The massacre was part of a surge in sectarian violence that has killed more than 160 people since Sunday, when Shiite gunmen rampaged through a Baghdad neighborhood killing Sunnis.

Wednesday’s attack coincided with an unannounced visit to Iraq by Defense Secretary Donald H. Rumsfeld, who said the new Iraqi government is not yet ready to decide on security issues that will determine the pace of U.S. troop reductions this year.

The United States had hoped that a unity government of Shiites, Sunni Arabs and Kurds could calm the tensions and persuade insurgents to lay down their arms so that U.S. and its coalition partners could begin withdrawing troops.

But more than 1,607 Iraqis have been killed and nearly 2,500 wounded since al-Maliki’s government took office May 20, according to an Associated Press count.

The top U.S. commander in Iraq, Gen. George Casey, said “terrorists and death squads” are mainly responsible for the heightened sectarian violence in the capital, and he pledged to provide whatever U.S. forces are needed to avert civil war.

Casey told reporters that al-Qaida is trying to “demonstrate that they are still relevant” after the June 7 killing of al-Zarqawi.

“What we are seeing now as a counter to that is death squads, primarily from Shiite extremist groups that are retaliating against civilians,” the general said. “So you have both sides now attacking civilians, and that is what has caused the recent spike in violence here in Baghdad.”

Prime minister hopeful
The prime minister met with the American officials and told them he had high hopes for his 24-point national reconciliation plan, which includes an amnesty for some insurgents, calling it “a historic opportunity for us to cross toward stability,” according to remarks released by his office.

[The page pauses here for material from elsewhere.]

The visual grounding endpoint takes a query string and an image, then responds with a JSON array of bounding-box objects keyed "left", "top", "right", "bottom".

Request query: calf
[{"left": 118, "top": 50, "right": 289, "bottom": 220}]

At least 21 other violent deaths were reported across the country, including a soldier who was killed when a suicide car bomber struck an Iraqi army checkpoint in the western Baghdad neighborhood of Amariyah.

A suicide bomber also walked into a restaurant and blew himself up in the southeastern Sunni-Shiite neighborhood of New Baghdad, killing eight people and wounding 30, local police chief Col. Ahmed Aboud said.

Police in the northern Baghdad neighborhood of Azamiyah were ambushed when they arrived to collect six bodies that had been found; one policeman was wounded.

Despite the sectarian bloodshed, fliers purportedly signed by the al-Qaida-linked umbrella group the Mujahedeen Shura Council were circulated in a predominantly Sunni area north of Baghdad, urging Shiite families not to flee and warning people not to hurt members of the majority sect.

In another positive sign, the Iraqi Accordance Front, the largest Sunni bloc in parliament, lifted its legislative boycott and attended Wednesday’s session. It thanked the parliament for its help in seeking the release of kidnapped legislator Tayseer al-Mashhadani and called for a new spirit of cooperation.

In his speech to parliament, al-Maliki urged his countrymen to unite behind his administration’s efforts to stem the bloodshed.

“It is not only the government that should be responsible. You chose the ministers and the prime ministers. You should not stand up and criticize the government,” al-Maliki said, an apparent reference to some lawmakers who criticized the government because of the bad security situation.

He also said that insurgents have plans to take control a large swath of western Baghdad to divide the capital of 6 million people, “but be sure that Iraqi forces are capable of repulsing them and have started striking them.”